Preservation of American Hellenic History
by Jason C. Mavrovitis
Anastasia was a big, big-hearted, open-armed, smiling, laughing, gentle, pious, mountain of a woman. Her energy was unbounded. She loved her sons without limit. I remember her in her Second World War Red Cross uniform when she visited our home after rolling bandages all day. She sat with my mother having her sweet and Elliniko, not Turkico, café while knitting socks for her sons who were in the Army ~ Jimmy with the artillery in Italy and Anesti with the infantry in the Philippines. The prayers she offered every minute of every day and those that rose on Sundays with the smoke of the candles at her church, Kimisis tis Theotokou (The Dormition of the Mother of God) on Eighteenth Street in Brooklyn, were answered in full. Both came home safely.
Anastasia was the unchallenged local expert in making likismata (sweets) until the arrival in the United States of my Thea Filareti, my father's brother's wife, and another story. These are the wonderful, candied fruits served to guests by Greek hostesses. A cold glass of water and a cup of thick Greek coffee accompany them. It was impossible to choose among the thick slices of orange and grapefruit rinds, dark black cherries, rose petals trapped in their viscous liquor, and quince, either shredded or in bite-sized pieces cooked until their color was a deep, almost amber, orange.

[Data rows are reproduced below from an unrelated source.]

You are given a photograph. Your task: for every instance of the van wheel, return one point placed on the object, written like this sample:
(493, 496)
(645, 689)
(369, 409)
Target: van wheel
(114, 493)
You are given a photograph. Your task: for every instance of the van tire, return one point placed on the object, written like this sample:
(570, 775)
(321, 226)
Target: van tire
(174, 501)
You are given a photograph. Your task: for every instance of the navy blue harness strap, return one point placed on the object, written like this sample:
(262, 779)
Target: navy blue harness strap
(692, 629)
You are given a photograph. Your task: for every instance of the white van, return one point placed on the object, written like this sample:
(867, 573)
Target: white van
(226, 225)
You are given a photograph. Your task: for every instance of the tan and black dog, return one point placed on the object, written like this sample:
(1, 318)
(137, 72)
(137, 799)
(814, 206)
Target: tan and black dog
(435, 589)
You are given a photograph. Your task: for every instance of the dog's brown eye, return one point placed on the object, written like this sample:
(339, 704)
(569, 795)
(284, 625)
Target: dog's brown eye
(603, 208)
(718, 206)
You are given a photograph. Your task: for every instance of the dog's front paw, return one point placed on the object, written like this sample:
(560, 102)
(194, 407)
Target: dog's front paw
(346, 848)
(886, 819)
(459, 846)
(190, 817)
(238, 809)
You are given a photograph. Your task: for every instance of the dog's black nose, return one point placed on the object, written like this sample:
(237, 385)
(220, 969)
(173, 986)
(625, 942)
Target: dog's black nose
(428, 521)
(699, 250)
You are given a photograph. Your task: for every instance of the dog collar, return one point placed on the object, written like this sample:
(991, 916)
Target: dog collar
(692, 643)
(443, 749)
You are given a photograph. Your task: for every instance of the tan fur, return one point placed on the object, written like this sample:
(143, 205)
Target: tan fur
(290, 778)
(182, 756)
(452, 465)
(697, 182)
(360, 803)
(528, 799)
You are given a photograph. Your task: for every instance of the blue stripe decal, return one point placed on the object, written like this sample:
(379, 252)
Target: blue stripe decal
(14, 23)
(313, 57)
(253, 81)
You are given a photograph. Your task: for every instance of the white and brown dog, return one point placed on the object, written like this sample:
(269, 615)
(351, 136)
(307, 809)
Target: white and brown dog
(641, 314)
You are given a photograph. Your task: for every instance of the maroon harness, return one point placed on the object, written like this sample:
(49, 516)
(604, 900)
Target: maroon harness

She baked the customary Vasilopita (St. Basil's Bread) made for New Year's, and Lambropsomo (Easter Bread). She brought loaves to us every year as gifts to her children's godparents.
Vasilopita was a treat on New Year's morning when my father performed the traditional blessing of the loaf, then cut slices for the world, our home, and each family member in order of age. The loaf was huge, perhaps sixteen inches in diameter, golden from an egg glaze, and showered with sesame seeds. When toasted, the aroma of the Mahlepi, which was used to flavor the bread, filled the room.(2)
Lambropsomo was like Vasilopita but for the presence of dyed, deep red eggs set in the crown of the loaf and the absence of Mahlepi and the coin.